Hercules Mataʻafa

No. 51
- Position: Defensive end

Personal information
- Born: September 18, 1995 (age 30) Lahaina, Hawaii, U.S.
- Listed height: 6 ft 2 in (1.88 m)
- Listed weight: 254 lb (115 kg)

Career information
- High school: Lahainaluna (Lahaina)
- College: Washington State
- NFL draft: 2018: undrafted

Career history
- Minnesota Vikings (2018–2020); Washington Football Team (2021)*; Jacksonville Jaguars (2021)*; New Jersey Generals (2022–2023); Birmingham Stallions (2024)*;
- * Offseason and/or practice squad member only

Awards and highlights
- USFL forced fumbles co-leader (2023); Polynesian College Football Player of the Year (2017); Consensus All-American (2017); Pac-12 Defensive Player of The Year (2017); First-team All-Pac-12 (2017); Second-team All-Pac-12 (2016);

Career NFL statistics
- Total tackles: 25
- Sacks: 2.5
- Fumble recoveries: 1
- Stats at Pro Football Reference

= Hercules Mataʻafa =

American football player (born 1995)

Hercules Mataʻafa (born September 18, 1995) is an American former professional football player who was a defensive end in the National Football League (NFL). He played college football for the Washington State Cougars, earning consensus All-American honors in 2017. He signed as an undrafted free agent with the Minnesota Vikings in 2018.

==College career==
Mataʻafa attended and played college football at Washington State University. As a junior in 2017, Mataʻafa was a consensus All-American and was named the Polynesian College Football Player of the Year. He was also named the Pac-12 Defensive Player of the Year by the Associated Press. On December 31, 2017, Mataʻafa declared his intentions to enter the 2018 NFL draft.

==Professional career==

Pre-draft measurables
| Height | Weight | Arm length | Hand span | Wingspan | 40-yard dash | 10-yard split | 20-yard split | 20-yard shuttle | Three-cone drill | Vertical jump | Broad jump | Bench press |
| 6 ft 2+1⁄4 in (1.89 m) | 254 lb (115 kg) | 31+1⁄2 in (0.80 m) | 10+1⁄4 in (0.26 m) | 6 ft 4+1⁄8 in (1.93 m) | 4.76 s | 1.64 s | 2.76 s | 4.37 s | 7.24 s | 31.5 in (0.80 m) | 9 ft 0 in (2.74 m) | 26 reps |
All values from NFL Combine

===Minnesota Vikings===
Mataʻafa signed with the Minnesota Vikings as an undrafted free agent on April 30, 2018. However, on June 6, he suffered a season-ending injury to his ACL. He was waived/injured on June 20, 2018, and was placed on injured reserve after clearing waivers. He was signed back to the Vikings for the 2019 preseason. He managed to make the final roster coming out of training camp. On September 15, 2019, in his NFL debut, he recovered an Aaron Rodgers fumble in a loss to the Packers.

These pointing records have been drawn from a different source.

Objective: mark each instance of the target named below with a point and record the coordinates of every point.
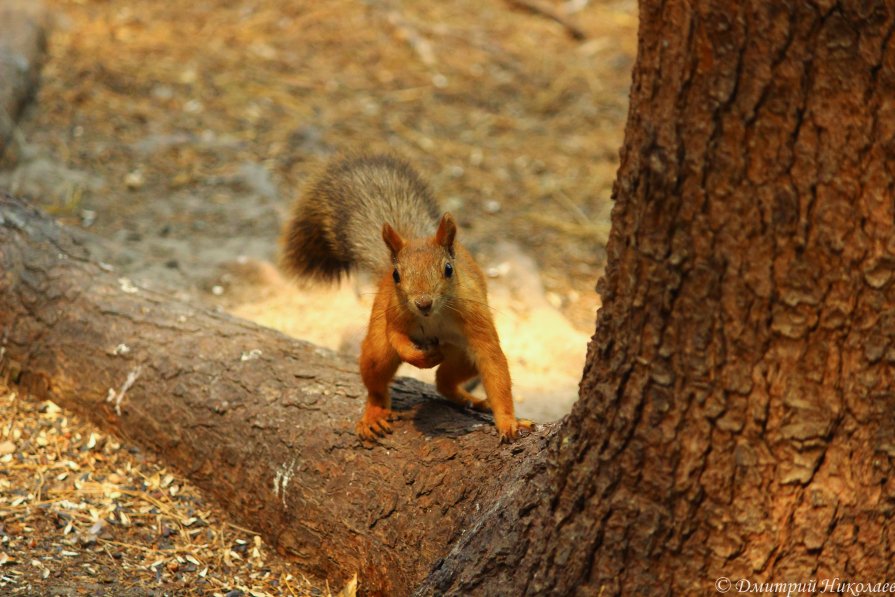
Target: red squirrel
(431, 307)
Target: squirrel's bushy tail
(336, 224)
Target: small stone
(134, 180)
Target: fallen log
(262, 422)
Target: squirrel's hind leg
(449, 379)
(378, 364)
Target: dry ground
(178, 133)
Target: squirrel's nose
(424, 305)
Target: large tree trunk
(737, 417)
(264, 423)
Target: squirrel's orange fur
(431, 308)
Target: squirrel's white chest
(445, 329)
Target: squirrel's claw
(512, 429)
(375, 423)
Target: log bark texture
(736, 418)
(263, 422)
(737, 414)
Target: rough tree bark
(736, 411)
(262, 422)
(737, 417)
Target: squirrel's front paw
(510, 428)
(375, 422)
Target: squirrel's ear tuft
(392, 239)
(447, 231)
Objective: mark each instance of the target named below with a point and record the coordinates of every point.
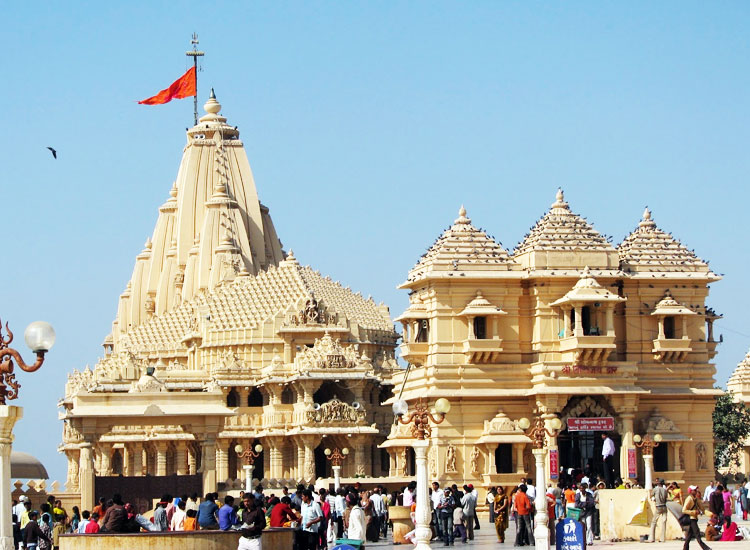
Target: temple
(739, 385)
(603, 337)
(221, 338)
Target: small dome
(26, 466)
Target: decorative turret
(562, 239)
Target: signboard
(554, 465)
(570, 535)
(632, 465)
(593, 424)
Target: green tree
(731, 429)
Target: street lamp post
(420, 419)
(336, 459)
(248, 455)
(647, 444)
(537, 433)
(40, 337)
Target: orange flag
(180, 88)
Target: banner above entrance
(595, 424)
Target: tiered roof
(249, 301)
(461, 247)
(562, 230)
(649, 249)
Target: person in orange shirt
(191, 520)
(523, 509)
(570, 498)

Mataʻafa was waived by the Vikings on October 13, 2020, and re-signed to the practice squad two days later. He was elevated to the active roster on October 31 for the team's Week 8 game against the Green Bay Packers, and reverted to the practice squad after the game. He was promoted to the active roster on November 6, 2020.

On August 31, 2021, Mataʻafa was waived by the Vikings.

===Washington Football Team===
The Washington Football Team signed Mataʻafa to their practice squad on December 14, 2021. He was released on December 22.

===Jacksonville Jaguars===
On December 28, 2021, Mataʻafa was signed to the Jacksonville Jaguars practice squad, but was released six days later.

===New Jersey Generals===
Mataʻafa signed with the New Jersey Generals of the United States Football League on May 19, 2022. He re-signed with the Generals on October 11, 2023. The Generals folded when the XFL and USFL merged to create the United Football League (UFL).

=== Birmingham Stallions ===
On January 5, 2024, Mataʻafa was selected by the Birmingham Stallions during the 2024 UFL dispersal draft. He signed with the team on February 28. Mataʻafa was released on March 10.